Intervista a Giorgio Cavallari
a cura di Alessandra Bracci*
La nostra è un’epoca assai curiosa: da un lato una scienza e una tecnica sempre più avanzate ci danno il senso di un illusorio dominio sulla vita; dall’altra, mai come in questo momento, l’uomo vive un’esperienza di estraniazione della propria soggettività per non dire di alienazione da tutto ciò che è naturale e vitale. Per questo motivo “salute” e “malattia” sono concetti che assumono una rilevanza del tutto particolare, non solo in riferimento al singolo individuo nelle sue dinamiche di sofferenza del corpo e della psiche quanto anche in relazione al più ampio “disagio” che la dimensione collettiva esprime nelle forme più disparate e attraverso eventi fra loro diversissimi. In un’epoca in cui il farmaco sembra essere la panacea di tutti i mali, restituendoci l’illusione di poter sconfiggere la malattia al ritmo di compresse, sciroppi, pomate, etc., abbiamo dimenticato che, per quanto possa essere fondamentale la definizione di un adeguato apparato chimico-farmacologico, la “malattia” richiede necessariamente la conoscenza delle leggi naturali a cui l’uomo e l’universo sono inesorabilmente sottoposti, poiché nel microcosmo “uomo” si intrecciano tutte le categorie e gli strati che compongono il reale. L’uomo è infatti materia ed energia, struttura biochimica e apparato psichico, sangue e respiro, ma anche contemporaneamente linguaggio, simboli, mito, religione, arte, storia, socialità, ecc.
Il “perché” della malattia, pertanto, ci apre non solo ad una lettura oggettiva ma ci impone di comprenderne il senso in una prospettiva simbolica.

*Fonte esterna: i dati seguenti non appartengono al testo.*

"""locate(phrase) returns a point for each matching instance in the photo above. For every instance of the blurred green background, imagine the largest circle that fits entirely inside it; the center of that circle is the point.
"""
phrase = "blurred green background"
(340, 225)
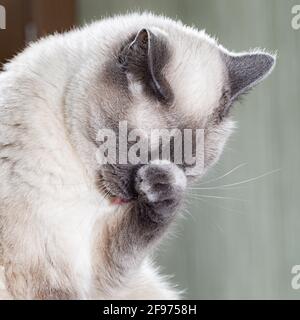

Come sappiamo, molti studiosi nel corso del tempo ci hanno mostrato come il corpo, sano o malato che sia, “parla” un suo specifico linguaggio strutturato sulle leggi espressive proprie del simbolo, rendendo l’interrogativo molto esplicito: cosa vuole comunicare l’inconscio attraverso la malattia?
Se, ad esempio, pensiamo ad un paziente che ha avuto un infarto si renderà chiaramente necessario curare l’attività coronarica, ma occorrerà anche capire perché è stata colpita tale funzione in un particolare momento della sua vita personale, lavorativa, etc. Questo modo di procedere applicato alla pandemia che sta drammaticamente caratterizzando questo momento storico, ci invita ad interrogarci e a cercare di capire cosa viene fermato ed in che modo possiamo ripartire… perché tutti siamo d’accordo sul fatto che si debba ripartire! Ma come?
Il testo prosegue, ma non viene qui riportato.